Plenary speech on the Annual report on human rights (2008) - EU policies in favour of human rights defenders

Marietje Schaake (ALDE) – Mr President, I would also like to pay tribute to the colleagues we work on human rights with. It is a really pleasant collaboration on such an important topic. There can hardly be a more urgent moment to address Europe’s responsibility when it comes to human rights in the world. I just want to stress that we, as Members of the European Parliament from all political groups, have just launched a written declaration on behalf of the European people to support the Iranian people and their call for human rights. We have just met with Nazanin Afshin-Jam, who is a human rights leader who focuses on ending child executions. This is just one reminder of the brutal things people do to each other and the practices we really have to stop. The External Action Service will lead to a more effective and coordinated European foreign policy, and human rights deserve ongoing attention in an integrated, comprehensive manner.

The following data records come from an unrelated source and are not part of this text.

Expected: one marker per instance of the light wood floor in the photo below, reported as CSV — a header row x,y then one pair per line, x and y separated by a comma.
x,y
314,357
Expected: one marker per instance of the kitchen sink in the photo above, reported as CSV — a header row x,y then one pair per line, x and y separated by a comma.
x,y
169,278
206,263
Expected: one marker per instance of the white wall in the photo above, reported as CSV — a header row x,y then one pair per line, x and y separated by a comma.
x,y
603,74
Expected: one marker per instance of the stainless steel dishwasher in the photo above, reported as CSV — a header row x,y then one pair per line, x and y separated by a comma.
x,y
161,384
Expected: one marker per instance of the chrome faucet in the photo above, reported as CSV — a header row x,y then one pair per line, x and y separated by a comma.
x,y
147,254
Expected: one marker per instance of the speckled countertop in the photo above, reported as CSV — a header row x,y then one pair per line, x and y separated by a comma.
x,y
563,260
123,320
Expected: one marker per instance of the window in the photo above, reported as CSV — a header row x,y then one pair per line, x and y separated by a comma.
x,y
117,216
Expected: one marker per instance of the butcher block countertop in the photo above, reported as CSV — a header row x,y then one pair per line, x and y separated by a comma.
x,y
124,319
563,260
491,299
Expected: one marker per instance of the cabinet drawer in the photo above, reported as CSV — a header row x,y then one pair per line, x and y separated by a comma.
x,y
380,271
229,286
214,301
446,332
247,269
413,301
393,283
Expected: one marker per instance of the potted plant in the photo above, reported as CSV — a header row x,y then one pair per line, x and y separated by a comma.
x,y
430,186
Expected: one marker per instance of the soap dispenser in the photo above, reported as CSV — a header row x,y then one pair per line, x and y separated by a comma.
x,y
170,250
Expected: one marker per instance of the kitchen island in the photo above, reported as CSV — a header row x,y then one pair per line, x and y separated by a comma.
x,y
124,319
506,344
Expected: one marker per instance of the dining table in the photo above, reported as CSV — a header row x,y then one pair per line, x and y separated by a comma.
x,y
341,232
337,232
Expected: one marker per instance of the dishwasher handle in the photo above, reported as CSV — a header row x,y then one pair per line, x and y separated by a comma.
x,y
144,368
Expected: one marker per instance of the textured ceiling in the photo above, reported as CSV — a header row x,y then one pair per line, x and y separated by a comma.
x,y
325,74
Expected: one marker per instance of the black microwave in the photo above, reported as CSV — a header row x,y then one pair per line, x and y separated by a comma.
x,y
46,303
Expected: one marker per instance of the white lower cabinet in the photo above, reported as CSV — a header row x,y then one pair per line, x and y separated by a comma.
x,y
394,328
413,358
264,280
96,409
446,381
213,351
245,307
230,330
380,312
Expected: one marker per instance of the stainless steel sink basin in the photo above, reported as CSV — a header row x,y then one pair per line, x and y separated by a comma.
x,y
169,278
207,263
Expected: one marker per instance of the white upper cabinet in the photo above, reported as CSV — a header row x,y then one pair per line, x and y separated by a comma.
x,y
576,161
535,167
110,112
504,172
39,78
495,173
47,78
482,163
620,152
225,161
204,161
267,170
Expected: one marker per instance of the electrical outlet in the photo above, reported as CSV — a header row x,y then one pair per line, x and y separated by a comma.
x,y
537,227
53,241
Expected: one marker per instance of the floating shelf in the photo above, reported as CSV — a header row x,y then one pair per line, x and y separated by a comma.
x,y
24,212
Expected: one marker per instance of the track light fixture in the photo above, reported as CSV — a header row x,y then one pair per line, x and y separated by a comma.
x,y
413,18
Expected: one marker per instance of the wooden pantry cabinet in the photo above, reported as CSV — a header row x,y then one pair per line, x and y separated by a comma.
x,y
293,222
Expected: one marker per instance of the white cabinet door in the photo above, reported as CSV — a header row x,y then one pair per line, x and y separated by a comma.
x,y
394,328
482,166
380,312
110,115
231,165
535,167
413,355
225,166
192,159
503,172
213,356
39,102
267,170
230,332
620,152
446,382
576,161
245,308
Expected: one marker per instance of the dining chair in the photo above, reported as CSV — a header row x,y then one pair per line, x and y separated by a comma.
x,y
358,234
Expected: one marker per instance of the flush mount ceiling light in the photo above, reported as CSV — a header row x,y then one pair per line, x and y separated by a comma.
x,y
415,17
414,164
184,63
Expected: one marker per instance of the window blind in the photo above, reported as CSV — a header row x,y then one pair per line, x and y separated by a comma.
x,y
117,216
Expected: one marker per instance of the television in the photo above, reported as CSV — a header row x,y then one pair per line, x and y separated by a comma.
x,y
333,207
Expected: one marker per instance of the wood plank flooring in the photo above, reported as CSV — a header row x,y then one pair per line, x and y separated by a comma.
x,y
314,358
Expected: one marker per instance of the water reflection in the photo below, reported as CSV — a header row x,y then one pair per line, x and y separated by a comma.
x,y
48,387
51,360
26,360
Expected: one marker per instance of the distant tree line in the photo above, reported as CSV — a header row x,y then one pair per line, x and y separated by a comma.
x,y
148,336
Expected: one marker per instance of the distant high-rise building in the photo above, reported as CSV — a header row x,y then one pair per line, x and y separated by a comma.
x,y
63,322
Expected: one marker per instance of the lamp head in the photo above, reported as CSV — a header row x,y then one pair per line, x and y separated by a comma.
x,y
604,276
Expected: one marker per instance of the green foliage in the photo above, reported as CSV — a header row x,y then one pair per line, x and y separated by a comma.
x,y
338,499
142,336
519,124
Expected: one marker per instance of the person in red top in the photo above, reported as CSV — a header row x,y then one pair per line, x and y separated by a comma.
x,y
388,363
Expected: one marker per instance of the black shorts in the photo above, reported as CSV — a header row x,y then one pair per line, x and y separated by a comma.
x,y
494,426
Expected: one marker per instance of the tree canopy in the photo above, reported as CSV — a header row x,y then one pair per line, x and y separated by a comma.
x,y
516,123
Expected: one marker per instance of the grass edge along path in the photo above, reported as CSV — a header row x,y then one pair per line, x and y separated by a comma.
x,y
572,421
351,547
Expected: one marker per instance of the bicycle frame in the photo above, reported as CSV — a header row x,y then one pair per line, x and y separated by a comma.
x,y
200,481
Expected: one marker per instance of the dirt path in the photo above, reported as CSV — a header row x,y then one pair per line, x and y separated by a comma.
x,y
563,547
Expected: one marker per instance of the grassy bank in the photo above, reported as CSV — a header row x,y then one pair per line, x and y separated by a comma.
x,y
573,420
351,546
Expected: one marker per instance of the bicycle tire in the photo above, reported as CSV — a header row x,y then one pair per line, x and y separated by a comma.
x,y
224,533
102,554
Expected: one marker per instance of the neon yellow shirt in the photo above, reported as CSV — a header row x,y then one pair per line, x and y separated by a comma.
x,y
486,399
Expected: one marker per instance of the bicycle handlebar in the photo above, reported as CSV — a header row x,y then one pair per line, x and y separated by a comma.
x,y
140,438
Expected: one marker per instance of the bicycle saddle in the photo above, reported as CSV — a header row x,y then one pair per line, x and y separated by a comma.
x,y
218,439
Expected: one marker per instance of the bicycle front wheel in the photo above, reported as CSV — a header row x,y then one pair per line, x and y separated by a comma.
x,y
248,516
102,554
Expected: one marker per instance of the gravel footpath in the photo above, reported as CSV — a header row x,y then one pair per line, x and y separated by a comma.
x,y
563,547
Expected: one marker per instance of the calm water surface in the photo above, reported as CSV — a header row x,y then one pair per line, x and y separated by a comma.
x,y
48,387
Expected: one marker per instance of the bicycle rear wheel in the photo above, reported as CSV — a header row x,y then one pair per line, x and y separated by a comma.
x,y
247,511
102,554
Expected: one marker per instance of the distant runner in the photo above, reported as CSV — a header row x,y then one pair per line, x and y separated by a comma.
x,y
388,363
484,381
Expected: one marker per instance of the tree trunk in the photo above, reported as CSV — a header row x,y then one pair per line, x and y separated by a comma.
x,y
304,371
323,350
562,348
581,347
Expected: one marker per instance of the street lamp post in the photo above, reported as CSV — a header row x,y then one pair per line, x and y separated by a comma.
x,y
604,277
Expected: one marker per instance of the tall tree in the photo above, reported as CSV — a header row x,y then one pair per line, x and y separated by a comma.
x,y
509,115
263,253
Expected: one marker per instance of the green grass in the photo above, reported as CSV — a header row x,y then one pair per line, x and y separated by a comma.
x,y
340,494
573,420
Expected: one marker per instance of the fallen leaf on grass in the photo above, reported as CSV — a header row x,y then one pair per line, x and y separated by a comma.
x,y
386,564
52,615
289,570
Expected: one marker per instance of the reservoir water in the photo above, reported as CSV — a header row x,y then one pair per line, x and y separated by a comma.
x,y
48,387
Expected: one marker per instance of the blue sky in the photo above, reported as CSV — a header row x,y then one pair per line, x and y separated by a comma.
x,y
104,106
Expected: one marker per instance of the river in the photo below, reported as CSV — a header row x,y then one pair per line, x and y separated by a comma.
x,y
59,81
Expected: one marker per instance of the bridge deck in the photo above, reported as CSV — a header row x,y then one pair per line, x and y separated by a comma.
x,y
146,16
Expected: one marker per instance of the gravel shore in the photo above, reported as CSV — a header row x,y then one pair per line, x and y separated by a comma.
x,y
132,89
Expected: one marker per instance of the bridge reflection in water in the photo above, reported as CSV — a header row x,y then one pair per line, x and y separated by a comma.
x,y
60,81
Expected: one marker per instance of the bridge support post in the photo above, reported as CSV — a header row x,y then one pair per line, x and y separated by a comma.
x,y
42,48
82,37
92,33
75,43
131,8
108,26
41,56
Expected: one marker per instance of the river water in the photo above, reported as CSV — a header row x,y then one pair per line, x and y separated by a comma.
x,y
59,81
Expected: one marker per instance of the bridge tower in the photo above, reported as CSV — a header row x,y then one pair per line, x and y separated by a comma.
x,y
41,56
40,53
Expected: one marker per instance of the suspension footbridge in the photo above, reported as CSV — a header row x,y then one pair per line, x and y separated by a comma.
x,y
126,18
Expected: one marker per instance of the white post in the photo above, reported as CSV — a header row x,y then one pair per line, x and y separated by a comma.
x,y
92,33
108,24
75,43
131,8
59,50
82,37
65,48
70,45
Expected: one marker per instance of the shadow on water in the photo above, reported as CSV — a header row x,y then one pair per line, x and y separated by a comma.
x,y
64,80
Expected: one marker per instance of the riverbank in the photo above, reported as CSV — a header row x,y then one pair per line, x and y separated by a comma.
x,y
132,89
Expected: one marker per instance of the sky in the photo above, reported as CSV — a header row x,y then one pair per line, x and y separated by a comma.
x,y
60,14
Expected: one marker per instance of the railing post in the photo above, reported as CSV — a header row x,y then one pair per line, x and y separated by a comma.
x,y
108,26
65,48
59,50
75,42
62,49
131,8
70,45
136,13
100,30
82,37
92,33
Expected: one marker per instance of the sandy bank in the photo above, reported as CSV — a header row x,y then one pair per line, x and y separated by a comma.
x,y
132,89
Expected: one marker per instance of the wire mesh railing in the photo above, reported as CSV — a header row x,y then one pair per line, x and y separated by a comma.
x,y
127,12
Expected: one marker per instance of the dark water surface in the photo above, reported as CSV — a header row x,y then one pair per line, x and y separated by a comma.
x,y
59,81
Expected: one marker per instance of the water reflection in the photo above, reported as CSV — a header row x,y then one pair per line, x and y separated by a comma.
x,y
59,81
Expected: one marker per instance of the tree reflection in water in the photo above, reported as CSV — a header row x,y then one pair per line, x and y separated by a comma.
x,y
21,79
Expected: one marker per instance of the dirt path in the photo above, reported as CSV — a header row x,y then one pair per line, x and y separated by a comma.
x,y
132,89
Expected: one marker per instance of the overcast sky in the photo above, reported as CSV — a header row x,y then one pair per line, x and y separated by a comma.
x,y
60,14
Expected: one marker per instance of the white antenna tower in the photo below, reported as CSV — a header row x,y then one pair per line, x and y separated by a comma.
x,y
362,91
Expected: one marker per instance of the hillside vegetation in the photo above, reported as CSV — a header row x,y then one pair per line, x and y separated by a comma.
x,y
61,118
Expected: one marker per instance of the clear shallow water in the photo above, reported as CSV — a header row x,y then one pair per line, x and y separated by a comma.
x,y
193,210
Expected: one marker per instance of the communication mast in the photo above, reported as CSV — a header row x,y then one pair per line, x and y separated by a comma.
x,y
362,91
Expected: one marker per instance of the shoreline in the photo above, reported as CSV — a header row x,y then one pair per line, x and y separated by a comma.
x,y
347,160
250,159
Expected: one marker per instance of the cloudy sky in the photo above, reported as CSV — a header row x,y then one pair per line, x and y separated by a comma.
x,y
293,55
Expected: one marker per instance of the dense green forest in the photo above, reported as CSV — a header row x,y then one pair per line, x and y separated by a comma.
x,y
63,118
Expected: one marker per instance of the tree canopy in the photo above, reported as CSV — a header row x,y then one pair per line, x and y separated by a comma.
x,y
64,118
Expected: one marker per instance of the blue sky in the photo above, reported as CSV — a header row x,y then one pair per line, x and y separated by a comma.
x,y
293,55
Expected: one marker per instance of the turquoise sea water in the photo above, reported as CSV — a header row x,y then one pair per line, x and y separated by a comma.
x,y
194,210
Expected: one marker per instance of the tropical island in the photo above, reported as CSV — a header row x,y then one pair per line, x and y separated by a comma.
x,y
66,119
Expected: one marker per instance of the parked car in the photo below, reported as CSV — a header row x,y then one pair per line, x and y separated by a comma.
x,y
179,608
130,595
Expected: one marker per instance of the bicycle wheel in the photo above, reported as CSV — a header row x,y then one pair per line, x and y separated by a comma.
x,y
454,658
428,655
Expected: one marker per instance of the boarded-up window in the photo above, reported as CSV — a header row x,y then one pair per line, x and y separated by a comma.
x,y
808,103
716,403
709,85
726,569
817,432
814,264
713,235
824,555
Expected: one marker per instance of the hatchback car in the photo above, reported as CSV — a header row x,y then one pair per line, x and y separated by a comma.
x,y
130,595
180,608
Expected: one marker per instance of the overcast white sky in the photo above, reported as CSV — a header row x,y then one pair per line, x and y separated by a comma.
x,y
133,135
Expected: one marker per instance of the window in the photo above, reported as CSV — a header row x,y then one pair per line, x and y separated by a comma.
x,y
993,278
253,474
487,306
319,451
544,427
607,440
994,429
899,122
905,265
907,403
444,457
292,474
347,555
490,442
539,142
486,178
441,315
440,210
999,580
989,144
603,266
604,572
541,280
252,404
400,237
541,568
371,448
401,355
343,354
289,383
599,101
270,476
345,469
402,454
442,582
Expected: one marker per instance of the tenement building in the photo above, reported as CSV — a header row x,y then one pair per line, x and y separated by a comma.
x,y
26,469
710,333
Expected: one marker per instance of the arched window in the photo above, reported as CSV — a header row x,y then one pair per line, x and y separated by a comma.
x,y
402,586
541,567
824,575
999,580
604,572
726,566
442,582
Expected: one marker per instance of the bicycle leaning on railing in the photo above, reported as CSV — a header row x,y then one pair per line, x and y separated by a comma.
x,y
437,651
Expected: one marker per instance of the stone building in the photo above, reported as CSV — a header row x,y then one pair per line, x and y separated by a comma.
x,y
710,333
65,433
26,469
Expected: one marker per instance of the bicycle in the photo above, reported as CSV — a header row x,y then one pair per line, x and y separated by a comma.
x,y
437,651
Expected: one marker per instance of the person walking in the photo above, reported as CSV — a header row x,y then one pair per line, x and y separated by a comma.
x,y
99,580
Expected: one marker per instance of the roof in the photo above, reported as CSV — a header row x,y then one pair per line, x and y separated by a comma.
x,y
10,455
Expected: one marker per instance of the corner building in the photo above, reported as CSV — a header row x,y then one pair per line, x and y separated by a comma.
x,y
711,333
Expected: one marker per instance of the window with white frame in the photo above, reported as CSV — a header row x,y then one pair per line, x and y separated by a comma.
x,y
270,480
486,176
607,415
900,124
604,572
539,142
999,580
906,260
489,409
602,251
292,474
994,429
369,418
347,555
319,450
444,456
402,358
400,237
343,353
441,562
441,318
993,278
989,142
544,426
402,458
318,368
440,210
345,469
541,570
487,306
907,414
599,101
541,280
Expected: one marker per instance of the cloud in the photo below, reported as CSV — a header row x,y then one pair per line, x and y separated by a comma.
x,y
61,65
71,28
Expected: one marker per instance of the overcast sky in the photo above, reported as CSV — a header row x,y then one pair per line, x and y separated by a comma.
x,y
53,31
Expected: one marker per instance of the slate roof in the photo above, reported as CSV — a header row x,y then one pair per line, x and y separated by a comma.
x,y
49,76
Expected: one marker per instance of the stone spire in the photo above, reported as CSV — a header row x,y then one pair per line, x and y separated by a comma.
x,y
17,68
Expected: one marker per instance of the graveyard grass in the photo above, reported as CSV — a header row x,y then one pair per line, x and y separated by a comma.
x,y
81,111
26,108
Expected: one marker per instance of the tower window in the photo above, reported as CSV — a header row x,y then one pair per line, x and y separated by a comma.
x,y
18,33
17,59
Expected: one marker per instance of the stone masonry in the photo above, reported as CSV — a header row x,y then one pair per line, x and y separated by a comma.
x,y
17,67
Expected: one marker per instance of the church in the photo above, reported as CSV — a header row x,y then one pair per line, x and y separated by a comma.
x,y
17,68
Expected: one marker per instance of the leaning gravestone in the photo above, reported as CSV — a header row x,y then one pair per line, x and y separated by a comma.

Unfortunately, we have a sad competition of geographical areas where human rights violations take place, as well as horizontal issues – such as women’s rights and freedom of expression – that need attention because they are being violated. Iran’s regime serves as an example of all these violations. Iran is on our political agendas but the international community is mainly preoccupied with the nuclear challenge. As challenging as this is, we cannot allow this to be a zero-sum game versus human rights. Sanctions will be imposed by the UN and the European Union but I am not necessarily optimistic about the concrete results that these will render. Empowering the population and standing up for their rights as autonomously legitimate may also render bottom-up reforms. Domestic opposition thus far seems to move the Iranian regime more than international sanctions, so this is a clear indicator. This week, it has been one year since the presidential elections took place in Iran, and they mark the beginning of a renewed and brutal crack down by the regime against its own people. Over the past year, the regime has cut off the minimal freedoms that the population still had and has virtually silenced the opposition. Many have fled and they could have an opportunity if they could be taken into Europe as human rights defenders and dissidents. They could be considered an asset in developing our policies and should not just be seen as a threat or a burden.